I sat down next to another mom and got ready to watch the boys’ next puppet show.
“They haven’t stopped moving since it started,” the other mom reported. “But I’m used to it.”
We watched three shows: Drunk on Cheese, The Dangers of Cannibalism and a cautionary tale involving fire and passing gas. It was like a pre-pubescent Benny Hill or Jackass for juveniles. Meanwhile, the boys laughed out loud.
After a fourth show – this one about someone’s leg getting stuck in a revolving door – I turned to the mom next to me.
“The Girl Scouts haven’t left their spots since I sat down,” I observed.
“Worse, they’re working on Valentine’s crafts – in January!” she answered. We stared at the calm Girl Scouts meeting, while one of the Cub Scouts skidded over a table — on his back — to reach the snacks as quickly as possible.
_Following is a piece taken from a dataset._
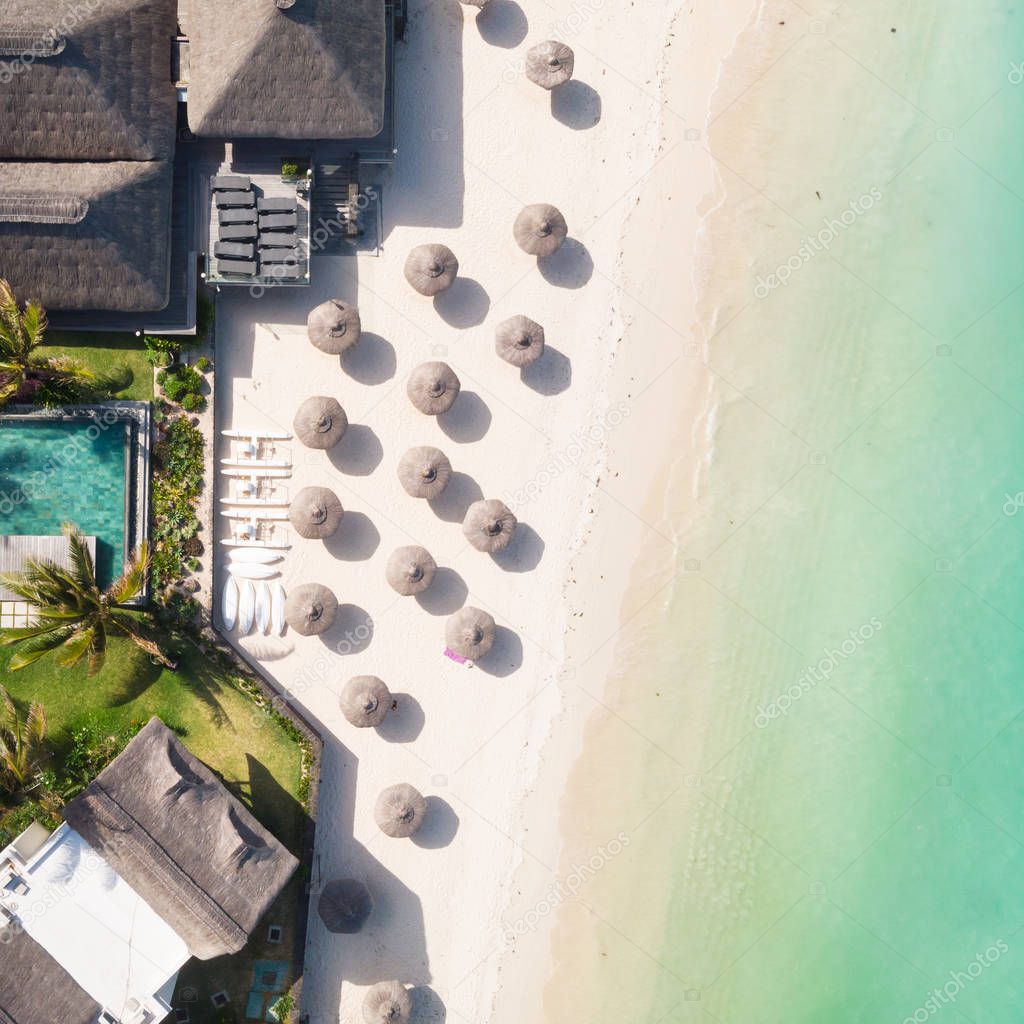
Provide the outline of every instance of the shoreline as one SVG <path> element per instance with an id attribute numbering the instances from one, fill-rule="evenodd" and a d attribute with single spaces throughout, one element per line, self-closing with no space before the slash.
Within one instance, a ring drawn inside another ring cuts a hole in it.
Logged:
<path id="1" fill-rule="evenodd" d="M 595 800 L 593 769 L 597 761 L 616 760 L 608 745 L 628 732 L 616 705 L 628 695 L 626 666 L 635 642 L 631 634 L 645 609 L 670 599 L 678 572 L 679 514 L 692 506 L 696 474 L 705 457 L 701 426 L 709 414 L 710 393 L 704 375 L 695 372 L 703 352 L 697 325 L 701 268 L 696 256 L 705 222 L 721 201 L 721 189 L 702 143 L 714 97 L 722 87 L 722 61 L 734 51 L 756 11 L 755 0 L 738 0 L 727 12 L 687 24 L 688 12 L 679 6 L 660 40 L 662 109 L 648 157 L 654 198 L 645 204 L 646 190 L 637 191 L 637 205 L 624 221 L 616 264 L 620 286 L 624 282 L 621 306 L 628 323 L 616 346 L 606 413 L 623 409 L 625 414 L 609 432 L 608 476 L 602 481 L 604 489 L 591 495 L 598 506 L 596 515 L 588 517 L 587 537 L 573 554 L 563 590 L 563 603 L 575 623 L 559 679 L 563 706 L 554 734 L 544 745 L 538 792 L 523 813 L 523 828 L 531 841 L 543 836 L 541 848 L 558 849 L 558 877 L 552 883 L 537 865 L 526 865 L 517 873 L 517 896 L 508 915 L 520 928 L 524 923 L 529 928 L 505 958 L 502 982 L 515 997 L 503 1005 L 499 993 L 494 1024 L 512 1024 L 524 1009 L 531 1019 L 562 1019 L 573 1007 L 578 1011 L 588 989 L 593 996 L 601 974 L 611 966 L 602 963 L 610 950 L 596 937 L 595 927 L 610 922 L 602 909 L 588 906 L 586 887 L 612 860 L 628 861 L 623 854 L 630 836 L 614 826 L 595 828 L 603 801 Z M 679 45 L 683 39 L 686 46 Z M 696 138 L 694 124 L 700 125 Z M 667 218 L 658 201 L 665 197 L 679 200 Z M 650 239 L 664 244 L 664 239 L 677 236 L 694 243 L 689 290 L 681 289 L 675 276 L 685 273 L 682 261 L 664 261 L 660 273 L 651 273 Z M 666 308 L 663 297 L 673 293 Z M 672 396 L 668 410 L 666 396 Z M 664 431 L 666 411 L 680 437 L 672 444 L 652 446 L 650 438 Z M 667 462 L 666 450 L 673 452 Z M 627 506 L 635 506 L 637 494 L 646 495 L 639 513 L 627 511 Z M 601 598 L 595 599 L 598 593 Z M 609 601 L 609 594 L 622 595 L 621 604 Z M 643 816 L 648 813 L 645 809 Z M 596 965 L 600 972 L 589 978 L 589 986 L 579 980 L 586 977 L 584 964 Z M 567 977 L 574 978 L 569 985 Z M 540 979 L 547 981 L 543 993 L 536 987 Z M 640 985 L 633 986 L 633 991 L 640 990 Z"/>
I reiterated my concern about the boys growing up to be the men who rule the world, and the den leader added, “Well, think about wars. Who starts wars?”
“Drunk on Cheese is a precursor to war?” I mumbled, while a mom entered the cafeteria and headed toward the Girl Scouts’ table. The mom next to me motioned her over.
“Look at the girls,” she instructed her. “And now look at our boys. Are the Girl Scouts always this peaceful and calm?” The Girl Scouts mom assured us that her daughter and her troop-mates aren’t always this placid and cooperative. Sure. Maybe they have tug-of-wars over the Bedazzler.
Then she joined us as we watched an encore of The Dangers of Cannibalism, which ended with a paper puppet in pieces on the floor, while the Girl Scouts quietly put away their craft supplies, and shared stickers.
“Frankly, I wouldn’t know what to do with girls,” one mom of boys offered. “This is what it’s like at my house,” she said, pointing to the boys, who were now laughing maniacally as the “stage,” a blanket draped over a long stick, fell on the cast of the revolving door show.
“Time to go!” I shouted to my sons, who were watching two boys making puppets fight each other while reviewing the “plot” of their favorite show of the afternoon.
When we got outside, it was blessedly quiet and calm, like the Girl Scouts’ meeting.
“Hey, check out this ice!” my son announced, jumping through snow – in his untied sneakers – to stand on top of an icy rock. His brother tried to push him off.
“Quit it!” he shouted.
“No, you quit it!” his brother retorted.
And suddenly, Drunk on Cheese sounded like a fabulous idea.